この判決は原告ら勝訴の部分にかぎり仮に執行することができる。

事実

原告ら訴訟代理人は「被告は、原告片根智子に対して金三、五四八、一三九円、原告片根政弘に対して金六、三九六、二七七円、および右各金員に対する昭和三九年一月三一日から支払ずみまで年五分の割合による金員を支払え。訴訟費用は被告の負担とする。」との判決並びに請求の趣旨第一項について仮執行の宣言を求め、請求の原因として次のとおり述べた。
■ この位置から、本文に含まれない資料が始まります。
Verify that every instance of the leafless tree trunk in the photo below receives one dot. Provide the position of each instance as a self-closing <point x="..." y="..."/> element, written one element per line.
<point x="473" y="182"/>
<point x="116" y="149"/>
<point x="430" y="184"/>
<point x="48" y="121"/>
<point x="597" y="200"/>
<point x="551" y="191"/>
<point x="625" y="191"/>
「一、昭和三九年一月三〇日午後七時四一分頃、東京都文京区駒込曙町一一番地先都電通りにおいて、訴外高塚留が運転して進行する事業用普通乗用自動車(登録番号足5あ四、一二一号、以下被告車という)が右道路を横断中の訴外片根政治に衝突し、そのため政治は頭部打撲および脳挫傷の傷害を受け、同年二月一一日右傷害により死亡した。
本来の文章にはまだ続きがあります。